Uma nova fronteira no tratamento da obesidade começa a ser desenhada a partir de um consenso científico global. Um grupo de aproximadamente 80 pesquisadores de 18 países, incluindo o Brasil, estabeleceu uma padronização inédita para a medição do gasto energético em estudos pré-clínicos. A normatização, detalhada em um artigo publicado na prestigiada revista Nature Metabolism, promete tornar as pesquisas mais confiáveis e comparáveis, abrindo caminho para uma nova geração de medicamentos que atuam diretamente na queima de calorias.
A iniciativa surge em um momento crucial. No Brasil, estima-se que 31% da população viva com obesidade, e dados indicam que entre 40% e 50% dos adultos não praticam atividade física suficiente. Em Santa Isabel, a realidade não difere do cenário nacional, com a obesidade e suas comorbidades, como diabetes e hipertensão, representando um desafio constante para a saúde pública.

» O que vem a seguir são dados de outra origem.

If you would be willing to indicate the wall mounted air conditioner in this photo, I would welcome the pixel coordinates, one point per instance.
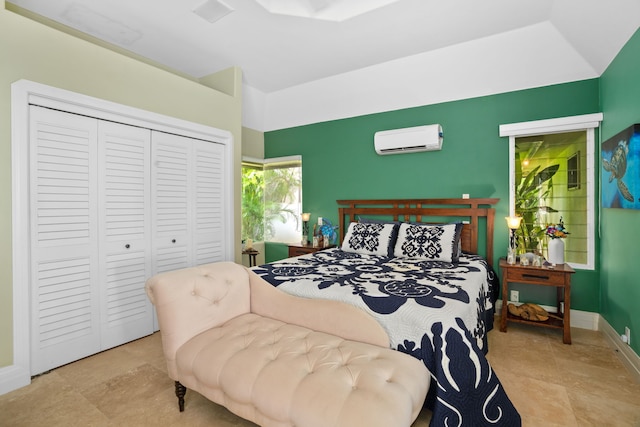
(408, 140)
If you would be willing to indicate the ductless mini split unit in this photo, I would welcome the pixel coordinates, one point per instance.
(408, 140)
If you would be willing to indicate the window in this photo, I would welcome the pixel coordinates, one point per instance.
(552, 178)
(272, 199)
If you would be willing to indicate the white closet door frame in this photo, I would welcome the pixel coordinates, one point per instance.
(25, 93)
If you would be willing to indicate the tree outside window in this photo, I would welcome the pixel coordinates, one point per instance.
(272, 200)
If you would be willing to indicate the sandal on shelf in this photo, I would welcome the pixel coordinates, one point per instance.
(529, 311)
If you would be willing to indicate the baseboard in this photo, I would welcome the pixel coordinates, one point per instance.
(579, 319)
(12, 378)
(626, 354)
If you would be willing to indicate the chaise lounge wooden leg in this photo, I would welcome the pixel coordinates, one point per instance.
(180, 392)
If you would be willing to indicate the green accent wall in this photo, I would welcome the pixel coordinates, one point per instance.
(620, 251)
(339, 160)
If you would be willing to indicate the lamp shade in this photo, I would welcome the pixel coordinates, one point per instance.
(513, 222)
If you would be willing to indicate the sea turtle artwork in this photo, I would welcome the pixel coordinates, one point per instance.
(617, 165)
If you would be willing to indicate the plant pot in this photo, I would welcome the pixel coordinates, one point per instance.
(556, 251)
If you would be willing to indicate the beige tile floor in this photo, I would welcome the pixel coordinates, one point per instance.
(551, 384)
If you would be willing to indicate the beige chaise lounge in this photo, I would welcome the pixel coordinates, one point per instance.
(280, 360)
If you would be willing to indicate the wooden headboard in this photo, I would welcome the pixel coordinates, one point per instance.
(469, 211)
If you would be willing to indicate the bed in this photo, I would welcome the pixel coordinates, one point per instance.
(423, 269)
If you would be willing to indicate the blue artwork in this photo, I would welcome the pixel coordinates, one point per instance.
(621, 170)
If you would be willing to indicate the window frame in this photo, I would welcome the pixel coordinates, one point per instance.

Atualmente, os tratamentos mais modernos, como os medicamentos análogos ao hormônio GLP-1 (a exemplo da semaglutida), focam na redução do apetite. Embora eficazes, eles não resolvem uma parte crucial da equação metabólica: o aumento do gasto energético.
“A terapia ideal para obesidade é que ocorram as duas coisas: o paciente sinta menos fome e gaste mais energia. O grande problema era padronizar os métodos para medir esse gasto energético”, explica o médico Licio Augusto Velloso, diretor do Centro de Pesquisa em Obesidade e Comorbidades (OCRC), sediado na Unicamp e financiado pela Fapesp, e um dos autores do artigo.
A ausência de um padrão unificado criava um ruído na comunicação científica. “Cada pesquisador [...] acabava apresentando o dado de uma forma diferente. Então, a ideia dessa publicação foi juntar um consórcio internacional, com credibilidade científica, para propor novos padrões”, afirma José Donato Junior, professor do Instituto de Ciências Biomédicas da USP (ICB-USP) e também autor do estudo. Segundo ele, a falta de normatização levava a estudos com conclusões distintas, simplesmente pela forma como os dados eram analisados.
A nova diretriz estabelece unidades uniformizadas para experimentos de calorimetria indireta – um exame que mede as calorias que um organismo gasta. Variáveis como consumo de oxigênio (ml/h), gasto energético (kcal/h) e atividade física (metros) passarão a seguir uma regra única, permitindo a criação de um banco de dados global robusto, que poderá ser analisado por ferramentas avançadas, como inteligência artificial.
Para a população de Santa Isabel, o avanço, embora pareça distante, representa uma luz no fim do túnel. O desenvolvimento de fármacos que estimulem a termogênese – processo no qual o tecido adiposo gasta energia para produzir calor – pode oferecer uma alternativa mais completa e eficaz para o controle de peso. A padronização é o primeiro e fundamental passo para que testes pré-clínicos de novas classes de medicamentos avancem com segurança e precisão.
Com a validação e adoção dessas novas regras pelas principais revistas científicas, a expectativa é que a pesquisa sobre o metabolismo acelere, resultando, a médio e longo prazo, em terapias que poderão ser integradas aos protocolos de tratamento disponíveis nas unidades de saúde de Santa Isabel e de todo o país, aprimorando a luta contra uma das maiores epidemias de saúde do século.